Sheriff Newell Normand released his monthly sales tax report Friday, and it shows steady growth in collection since August. Compared to the same month in 2012, Jefferson Parish collected about 3.3 percent more sales tax revenue from businesses this year, the figures show. When considering total collections of taxes, permits and licenses, the parish saw an 11.3 percent increase in revenue with the total collected at about $36.5 million. In fact, the biggest increase came in occupational licenses and insurance premium taxes because of scheduling quirks.

Young called the report “good news,” but said he is not ready to proclaim that Jefferson Parish has totally rebounded from the slump that saw revenues declining steadily from March 2012 to August. He noted that the February figures contain bumps for Mardi Gras and the Super Bowl, which could have skewed them slightly.

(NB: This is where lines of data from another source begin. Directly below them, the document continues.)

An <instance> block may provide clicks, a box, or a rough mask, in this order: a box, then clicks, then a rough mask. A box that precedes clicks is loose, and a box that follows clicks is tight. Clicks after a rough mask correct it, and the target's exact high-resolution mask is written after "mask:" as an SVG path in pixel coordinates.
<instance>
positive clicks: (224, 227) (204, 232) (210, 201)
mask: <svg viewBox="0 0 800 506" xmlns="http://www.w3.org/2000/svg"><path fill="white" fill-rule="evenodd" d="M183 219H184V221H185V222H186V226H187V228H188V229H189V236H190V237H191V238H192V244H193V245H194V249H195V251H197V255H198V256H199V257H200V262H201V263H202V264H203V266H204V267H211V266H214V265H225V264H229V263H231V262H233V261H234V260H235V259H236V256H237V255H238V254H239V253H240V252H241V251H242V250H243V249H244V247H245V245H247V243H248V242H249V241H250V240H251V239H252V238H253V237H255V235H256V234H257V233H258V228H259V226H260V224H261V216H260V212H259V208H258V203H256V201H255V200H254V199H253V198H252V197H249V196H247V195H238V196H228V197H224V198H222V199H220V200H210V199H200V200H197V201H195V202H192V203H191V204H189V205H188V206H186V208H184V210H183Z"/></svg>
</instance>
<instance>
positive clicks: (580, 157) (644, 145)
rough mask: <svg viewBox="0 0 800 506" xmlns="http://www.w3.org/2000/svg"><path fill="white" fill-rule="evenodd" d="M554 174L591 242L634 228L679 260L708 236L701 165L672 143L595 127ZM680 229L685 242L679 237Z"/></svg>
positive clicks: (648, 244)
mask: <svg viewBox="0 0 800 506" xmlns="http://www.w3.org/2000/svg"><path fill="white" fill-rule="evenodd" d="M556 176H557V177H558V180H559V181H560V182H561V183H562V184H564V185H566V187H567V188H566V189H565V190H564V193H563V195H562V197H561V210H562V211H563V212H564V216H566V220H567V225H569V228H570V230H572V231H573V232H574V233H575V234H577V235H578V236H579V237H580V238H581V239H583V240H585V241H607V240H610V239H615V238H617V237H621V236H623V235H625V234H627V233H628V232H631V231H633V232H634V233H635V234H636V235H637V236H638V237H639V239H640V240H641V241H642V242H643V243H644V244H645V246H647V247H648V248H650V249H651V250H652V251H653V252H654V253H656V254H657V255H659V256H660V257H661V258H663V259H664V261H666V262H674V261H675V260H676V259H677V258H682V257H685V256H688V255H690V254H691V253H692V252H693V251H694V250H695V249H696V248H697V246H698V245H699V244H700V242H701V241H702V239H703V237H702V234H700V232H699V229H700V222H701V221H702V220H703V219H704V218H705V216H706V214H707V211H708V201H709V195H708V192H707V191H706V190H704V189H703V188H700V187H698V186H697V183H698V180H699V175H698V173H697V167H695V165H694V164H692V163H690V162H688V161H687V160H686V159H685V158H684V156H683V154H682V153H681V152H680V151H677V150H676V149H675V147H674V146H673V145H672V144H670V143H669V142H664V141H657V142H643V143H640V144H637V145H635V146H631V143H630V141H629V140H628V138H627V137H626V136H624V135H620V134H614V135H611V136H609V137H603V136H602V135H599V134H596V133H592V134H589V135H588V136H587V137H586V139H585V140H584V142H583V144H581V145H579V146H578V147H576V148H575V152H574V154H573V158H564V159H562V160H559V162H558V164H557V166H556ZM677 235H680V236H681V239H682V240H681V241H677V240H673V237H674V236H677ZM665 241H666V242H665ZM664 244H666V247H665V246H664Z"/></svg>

“I’m still cautiously optimistic because I want to see a six-to-nine month trend,” Young said. “It’s a positive trend.”

According to the figures from Normand’s office, roughly 70 percent of the revenue collected came from the east bank. In fact, most of the major tax collection locations on the east bank saw sharp increases in the revenues collected compared to last year. Elmwood’s collections were up 11 percent; the Airport Taxing District was up 137.57 percent; Fat City was up 13.4 percent and Jefferson was up 34 percent.

The report noted that while sales tax collections were up in the West Bank’s two major retail areas in Harvey and Marrero, they may have been negatively impacted by the closure of the Huntington Ingalls Shipyard in Avondale. Staffing at the shipyard has already been decreased from 7,000 to 3,000, and the report notes that the reduction decreases the overall available disposable income on the West Bank.

Young said the shipyard’s impending closure remains a focus for his administration, and he’s encouraged by the state’s efforts to find another company to come into the site. He noted that with the Huey P. Long Bridge widening project expected to be completed in June, the parish could finally see the boom in activity officials have predicted for years. Young hopes that will bring new job, and in turn people willing to spend money.

“I’m not in favor of new taxes, but I’m in favor of new taxpayers,” Young quipped.

He noted that the parish must figure out a way to increase the economic pie instead of just dividing it further. However, he said he doesn’t want to be too pessimistic about what the report shows.

“Obviously we don’t want to look a gift horse in the mouth,” Young said.